XI. A piece of string is 60 cm long. What will be the length of each side of the string is used to form an equilateral triangle and find its area?
Solution:
The string length is the perimeter of the shape.
perimeter=60cm
An equilateral triangle has three equal sides.
Perimeter=3×(side)
∴side=perimeter/3
=60/3
=20cm
Hence, the length of each side of the string is used to form an equilateral triangle will be 20 cm.
Area=\(\sqrt{ 3}\)a2/4
=\(\sqrt{ 3}\) (20)2/4
=\(\sqrt{ 3}\) 400/4
=100\(\sqrt{ 3}\) sq cm
Therefore, The area of an equilateral triangle is 100\(\sqrt{ 3}\) sq cm.

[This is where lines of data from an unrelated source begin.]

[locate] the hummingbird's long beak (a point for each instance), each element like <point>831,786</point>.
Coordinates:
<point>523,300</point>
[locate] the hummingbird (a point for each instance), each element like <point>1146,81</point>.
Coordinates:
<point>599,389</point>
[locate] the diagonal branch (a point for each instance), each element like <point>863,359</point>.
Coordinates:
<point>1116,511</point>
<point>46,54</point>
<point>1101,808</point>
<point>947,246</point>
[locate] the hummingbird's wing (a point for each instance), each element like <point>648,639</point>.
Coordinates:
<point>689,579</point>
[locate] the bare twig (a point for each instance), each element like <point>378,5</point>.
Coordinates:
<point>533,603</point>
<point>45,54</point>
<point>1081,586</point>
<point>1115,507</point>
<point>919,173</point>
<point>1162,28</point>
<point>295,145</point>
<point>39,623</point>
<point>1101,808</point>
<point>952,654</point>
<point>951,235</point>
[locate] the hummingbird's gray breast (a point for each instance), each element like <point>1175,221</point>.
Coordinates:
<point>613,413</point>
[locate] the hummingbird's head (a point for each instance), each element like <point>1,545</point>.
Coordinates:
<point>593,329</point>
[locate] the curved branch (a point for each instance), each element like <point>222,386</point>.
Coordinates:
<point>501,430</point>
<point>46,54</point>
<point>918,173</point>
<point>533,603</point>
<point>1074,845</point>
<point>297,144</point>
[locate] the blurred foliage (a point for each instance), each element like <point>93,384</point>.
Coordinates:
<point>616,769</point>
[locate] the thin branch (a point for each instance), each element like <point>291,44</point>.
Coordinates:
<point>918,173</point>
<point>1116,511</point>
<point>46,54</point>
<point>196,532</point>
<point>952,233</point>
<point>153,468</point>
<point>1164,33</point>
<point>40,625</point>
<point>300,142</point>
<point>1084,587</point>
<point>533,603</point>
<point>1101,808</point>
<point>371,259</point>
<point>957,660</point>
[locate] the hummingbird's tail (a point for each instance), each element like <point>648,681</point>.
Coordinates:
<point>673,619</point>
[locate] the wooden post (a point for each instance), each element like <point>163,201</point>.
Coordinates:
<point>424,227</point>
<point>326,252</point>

XII. Find the area of a triangle having …………
i. base = 16 cm height = 14 cm
ii. base = 7.5 m height = 8 cm
Solution:
i. Given that,
base = 16 cm height = 14 cm
We know that area of the triangle=1/2bh.
A=1/2(16)(14)
=112
Therefore, the Area of the triangle is 112 sq cm.
ii. Given that,
base = 7.5 m height = 8 cm
we know that 1m=100 cm.
7.5 m=7.5 × 100=750 cm.
We know that area of the triangle=1/2bh.
A=1/2(750)(8)
=3000
Therefore, the Area of the triangle is 3000 sq cm.